Page MenuHomePhabricator

Content Translation analytics dashboard shows errors for some graphs that were working before
Closed, ResolvedPublic

Description

The analytics dashboard for Content Translation key metrics has recently started to show errors for some graphs that were rendered before:

  • Monthly translations year over year: Unexpected error
  • Monthly translations by user edit count: Apache Druid Error
  • Monthly rate of deleted translations: Unexpected error
  • Monthly translations by wiki: Apache Druid Error

The "Users last calendar month" shows a "Timeout error", but that is a known issue and other tasks will support to improve the performance for such graph.

A screenshot below to illustrate the issue:

superset.wikimedia.org_superset_dashboard_119__native_filters_key=li5w_ZRPZyIO7J23vHUPZEO2E79JPxtrRE63q5D7HCFOnH1Rq80dhAx4UmwagivV(Wiki Tablet).png (3×980 px, 323 KB)

Event Timeline

Pginer-WMF moved this task from Needs Triage to Bugs on the ContentTranslation board.
Pginer-WMF moved this task from Backlog to Priority Backlog on the Language-analytics board.

Some additional information on the error that's appearing for all line charts:

Reported error:
java.lang.RuntimeException: net.jpountz.lz4.LZ4Exception: Error decoding offset 53533 of input buffer

Other information:

  • These charts use a virtual dataset (daily_translations_byactivity_incl_deletions) that queries data from the druid.edits_hourly dataset. This error appeared after the edits_hourly dataset was updated with the 2023-08-01 snapshot. There were no issues loading this chart prior to that update.
  • The error specifically appears to occur when the time range filter is adjusted to include any months from 2021-06-12 until 2021-07-01. For example, if the time range filter is adjusted the following times the charts load correctly:
    • 2019-01-01 <= col < 2021-01-01
    • 2022-01-01 <= col < 2023-09-01

But will not work if adjusted to the following cases:

  • 2019-01-01 <= col < 2022-01-01 Or even
  • 2021-01-01 <= col < 2023-09-01

As a temporary fix, I've adjusted the default time filter to 2022-01-01 <= col < 2023-09-01. This will allow all the time series charts to load correctly and provide details on recent trends. However, as mentioned in T346636#9179412, the error will still reappear for these charts if the time range is extended to display larger time ranges.

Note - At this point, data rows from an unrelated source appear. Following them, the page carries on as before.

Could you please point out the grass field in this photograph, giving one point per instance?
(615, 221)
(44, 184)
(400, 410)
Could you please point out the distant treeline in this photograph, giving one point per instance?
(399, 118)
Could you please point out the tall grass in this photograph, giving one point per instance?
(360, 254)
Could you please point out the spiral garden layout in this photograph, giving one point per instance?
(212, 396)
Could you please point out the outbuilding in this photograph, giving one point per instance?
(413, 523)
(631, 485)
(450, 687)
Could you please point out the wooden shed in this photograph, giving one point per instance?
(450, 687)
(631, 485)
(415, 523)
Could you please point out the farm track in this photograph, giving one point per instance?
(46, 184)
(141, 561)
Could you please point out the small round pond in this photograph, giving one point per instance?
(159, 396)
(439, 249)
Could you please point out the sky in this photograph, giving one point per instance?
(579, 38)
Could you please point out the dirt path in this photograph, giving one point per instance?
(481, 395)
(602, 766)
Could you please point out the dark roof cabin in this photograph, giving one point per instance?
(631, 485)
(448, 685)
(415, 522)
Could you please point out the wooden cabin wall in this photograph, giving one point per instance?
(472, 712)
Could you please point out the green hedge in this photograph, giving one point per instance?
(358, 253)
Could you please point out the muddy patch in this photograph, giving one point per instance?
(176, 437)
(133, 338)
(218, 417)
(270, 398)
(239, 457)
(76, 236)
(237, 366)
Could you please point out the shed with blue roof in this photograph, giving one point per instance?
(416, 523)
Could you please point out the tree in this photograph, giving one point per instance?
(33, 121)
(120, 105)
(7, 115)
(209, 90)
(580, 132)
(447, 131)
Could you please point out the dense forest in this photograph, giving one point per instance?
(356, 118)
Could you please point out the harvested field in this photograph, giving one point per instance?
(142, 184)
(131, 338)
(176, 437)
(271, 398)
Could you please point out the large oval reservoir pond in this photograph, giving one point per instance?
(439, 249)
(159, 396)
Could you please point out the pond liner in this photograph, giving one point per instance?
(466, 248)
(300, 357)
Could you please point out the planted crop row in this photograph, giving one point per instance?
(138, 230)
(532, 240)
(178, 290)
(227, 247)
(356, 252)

@KCVelaga_WMF assigning to you to investigate further but let me know if any additional details would be helpful.

Thank you @JAllemandou!

@Pginer-WMF I just checked the dashboard and everything is working fine. Also, set the default time range filter back to start from 2019-01-01. Please check on your side, if it looks good, we can resolve this ticket.

Thank you @JAllemandou!

@Pginer-WMF I just checked the dashboard and everything is working fine. Also, set the default time range filter back to start from 2019-01-01. Please check on your side, if it looks good, we can resolve this ticket.

Confirmed. Graphs are in place. Thanks!

superset.wikimedia.org_superset_dashboard_119__native_filters_key=4x5lCmpQqZ16lvF3wqPTAyr-JNNIElfYsVXkO94zLQ5VXMxpIWpulZVNMkl5jwsx(Wiki Tablet).png (3×980 px, 500 KB)

Regarding the default time range adjustment, I noticed a small glitch. The end of the time range is defined as "Beginning of this month" and it shows as "2023-09-30" (Sept 30). Given that today is Sept 22, and the data for September is not available yet, this makes some graphs to show some data for September. For example, the "Users last calendar month" graph shows what seems an artificial drop at the end that may be caused by this.

superset.wikimedia.org_superset_dashboard_119__native_filters_key=4x5lCmpQqZ16lvF3wqPTAyr-JNNIElfYsVXkO94zLQ5VXMxpIWpulZVNMkl5jwsx(Wiki Tablet) (1).png (740×1 px, 120 KB)

This is not urgent and can be dealt in a separate task, but I wanted to mention since the adjustment of the default period was a recent change.

@Pginer-WMF The filter's behaviour is strange. The "beginning of this month" filter is not working well for September, but is working fine for August and even October. For now, I added a manual filter to end the data at 2023-09-01. As we are close to October, I will check this again early next week to see if the issue still persists. We can create a separate task then if needed.

@Pginer-WMF The filter's behaviour is strange. The "beginning of this month" filter is not working well for September, but is working fine for August and even October. For now, I added a manual filter to end the data at 2023-09-01. As we are close to October, I will check this again early next week to see if the issue still persists. We can create a separate task then if needed.

Thanks for the update. For October onwards it is ok to leave the filter to the "beginning of this month" even if there are some glitches. I can adjust the date manually if I need to export a image.